Mr Gerashchenko, who has likened Russia's chaotic economy to a 'whorehouse' but who told parliament on Thursday he saw no reason to step down, handed in his resignation to President Boris Yeltsin after a meeting in the Kremlin, a spokesman said.
He is by far the most significant casualty of a crisis triggered on Tuesday by a drop of around 21 per cent in the rouble's value against the US dollar. The currency, since fortified by heavy Central Bank intervention, has bounced back to near its level at the start of the week. But the political fallout continues.
Mr Yeltsin, who called the rouble's plunge a 'threat to national security', had asked the State Duma, the lower house of parliament, to unseat the veteran Central Bank chief. Mr Yeltsin last night issued a decree formally endorsing Mr Gerashchenko's exit .

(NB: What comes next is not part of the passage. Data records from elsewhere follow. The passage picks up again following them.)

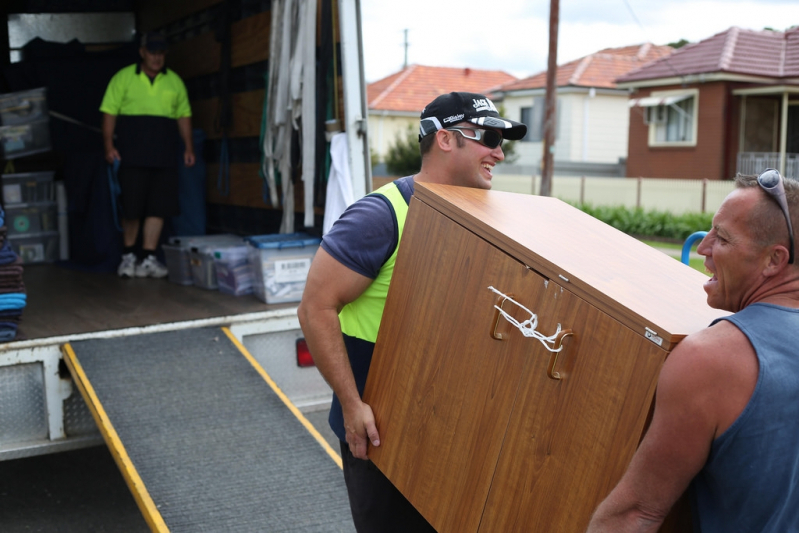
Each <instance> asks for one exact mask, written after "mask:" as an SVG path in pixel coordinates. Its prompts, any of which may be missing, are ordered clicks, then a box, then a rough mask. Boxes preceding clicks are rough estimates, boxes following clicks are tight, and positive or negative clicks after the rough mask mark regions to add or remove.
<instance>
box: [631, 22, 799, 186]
mask: <svg viewBox="0 0 799 533" xmlns="http://www.w3.org/2000/svg"><path fill="white" fill-rule="evenodd" d="M616 83H617V85H618V87H620V88H625V89H627V90H629V91H631V96H630V101H629V105H630V111H629V112H630V121H629V124H630V126H629V135H628V139H629V147H628V159H627V175H628V176H635V177H638V176H644V177H654V178H695V179H731V178H733V177H734V176H735V174H736V173H738V172H740V173H744V174H756V173H759V172H762V170H763V169H765V168H768V167H771V168H777V169H780V170H781V171H782V172H783V174H784V175H787V176H791V177H794V178H799V28H793V29H791V30H788V31H785V32H779V31H768V30H764V31H755V30H748V29H743V28H737V27H732V28H730V29H728V30H726V31H724V32H721V33H718V34H716V35H714V36H712V37H710V38H708V39H705V40H702V41H700V42H698V43H695V44H689V45H687V46H685V47H683V48H680V49H679V50H677V51H676V52H675V53H674V54H671V55H670V56H668V57H666V58H663V59H661V60H659V61H656V62H654V63H650V64H649V65H646V66H643V67H641V68H640V69H636V70H633V71H631V72H628V73H627V74H625V75H623V76H620V77H619V78H618V79H617V80H616Z"/></svg>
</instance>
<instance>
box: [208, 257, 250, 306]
mask: <svg viewBox="0 0 799 533" xmlns="http://www.w3.org/2000/svg"><path fill="white" fill-rule="evenodd" d="M212 255H213V257H214V265H215V266H216V282H217V285H218V287H219V292H223V293H225V294H232V295H233V296H240V295H242V294H251V293H252V286H253V276H252V268H251V267H250V258H249V253H248V247H247V246H246V245H244V246H230V247H227V248H218V249H215V250H213V252H212Z"/></svg>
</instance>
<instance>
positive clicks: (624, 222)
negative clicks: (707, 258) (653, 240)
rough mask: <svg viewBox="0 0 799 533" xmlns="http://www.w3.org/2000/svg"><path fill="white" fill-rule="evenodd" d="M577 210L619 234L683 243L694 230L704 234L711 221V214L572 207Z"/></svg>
mask: <svg viewBox="0 0 799 533" xmlns="http://www.w3.org/2000/svg"><path fill="white" fill-rule="evenodd" d="M575 207H577V208H578V209H580V210H581V211H583V212H585V213H587V214H589V215H591V216H593V217H594V218H596V219H599V220H601V221H602V222H605V223H606V224H609V225H611V226H613V227H614V228H616V229H618V230H619V231H623V232H624V233H626V234H628V235H635V236H638V237H657V238H661V239H669V240H675V241H684V240H685V239H686V238H687V237H688V236H689V235H691V234H692V233H694V232H697V231H708V230H709V229H710V227H711V225H712V222H713V213H684V214H681V215H675V214H673V213H669V212H667V211H658V210H649V211H644V210H643V209H642V208H640V207H635V208H632V207H624V206H613V207H609V206H593V205H591V204H582V205H575Z"/></svg>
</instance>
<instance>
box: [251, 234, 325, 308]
mask: <svg viewBox="0 0 799 533" xmlns="http://www.w3.org/2000/svg"><path fill="white" fill-rule="evenodd" d="M320 242H321V239H319V238H317V237H311V236H310V235H308V234H305V233H289V234H277V235H258V236H255V237H248V238H247V244H248V246H249V255H250V267H251V268H252V275H253V292H254V293H255V295H256V296H257V297H258V299H260V300H262V301H264V302H266V303H268V304H275V303H286V302H299V301H300V299H302V292H303V291H304V290H305V281H306V279H307V278H308V270H309V269H310V268H311V261H312V260H313V257H314V255H315V254H316V250H317V249H318V248H319V243H320Z"/></svg>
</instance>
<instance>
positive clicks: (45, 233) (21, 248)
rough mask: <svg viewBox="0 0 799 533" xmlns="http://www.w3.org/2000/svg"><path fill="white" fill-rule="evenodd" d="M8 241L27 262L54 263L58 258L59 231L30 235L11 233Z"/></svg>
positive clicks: (14, 249) (54, 231)
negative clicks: (23, 235) (52, 262)
mask: <svg viewBox="0 0 799 533" xmlns="http://www.w3.org/2000/svg"><path fill="white" fill-rule="evenodd" d="M8 242H9V244H11V249H12V250H14V252H16V254H17V255H18V256H20V258H22V262H23V263H25V264H29V263H52V262H53V261H56V260H57V259H58V249H59V248H58V245H59V243H58V232H57V231H51V232H47V233H39V234H35V235H29V236H20V235H9V236H8Z"/></svg>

The acting finance minister, Sergei Dubinin, was sacked on Wednesday and his replacement, Andrei Vavilov, has been declared a lame- duck after only a day in the job. Itar-Tass news agency yesterday quoted the head of the Russian civil service as saying Mr Vavilov would serve 'only for some time until a replacement is found'.

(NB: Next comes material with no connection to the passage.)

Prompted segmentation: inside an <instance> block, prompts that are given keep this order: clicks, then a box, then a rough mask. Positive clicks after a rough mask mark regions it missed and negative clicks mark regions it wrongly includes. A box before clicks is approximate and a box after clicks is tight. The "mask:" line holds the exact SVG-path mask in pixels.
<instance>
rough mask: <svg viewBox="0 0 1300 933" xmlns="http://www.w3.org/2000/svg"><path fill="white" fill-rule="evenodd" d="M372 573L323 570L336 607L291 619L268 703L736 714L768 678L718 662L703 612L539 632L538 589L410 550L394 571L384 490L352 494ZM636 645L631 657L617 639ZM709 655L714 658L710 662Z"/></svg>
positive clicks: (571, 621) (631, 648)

There has been speculation that the crucial post of finance minister may be offered to its former occupant, Boris Fyodorov, a noisy enemy of Mr Gerashchenko and a truculent free-marketeer. He has also been named as a possible replacement as head of the Central Bank. Returning to Moscow from London yesterday, he said he had so far been offered nothing.
Reviled by liberals, whose American guru, Jeffrey Sachs, coined the insult the 'world's worst central banker', Mr Gerashchenko survived more than a year after the demolition of his former power base in the previous parliament, the Supreme Soviet. He responded to frequent calls for his resignation by demanding the scalps of foes responsible, he said, for turning Russia into a brothel.
Despite his ties with the Soviet-era parliament, shelled into submission last year, Mr Gerashchenko confounded critics by supporting greater competition in banking and speaking out against a Kremlin decree to protect Russian banks from foreign rivals.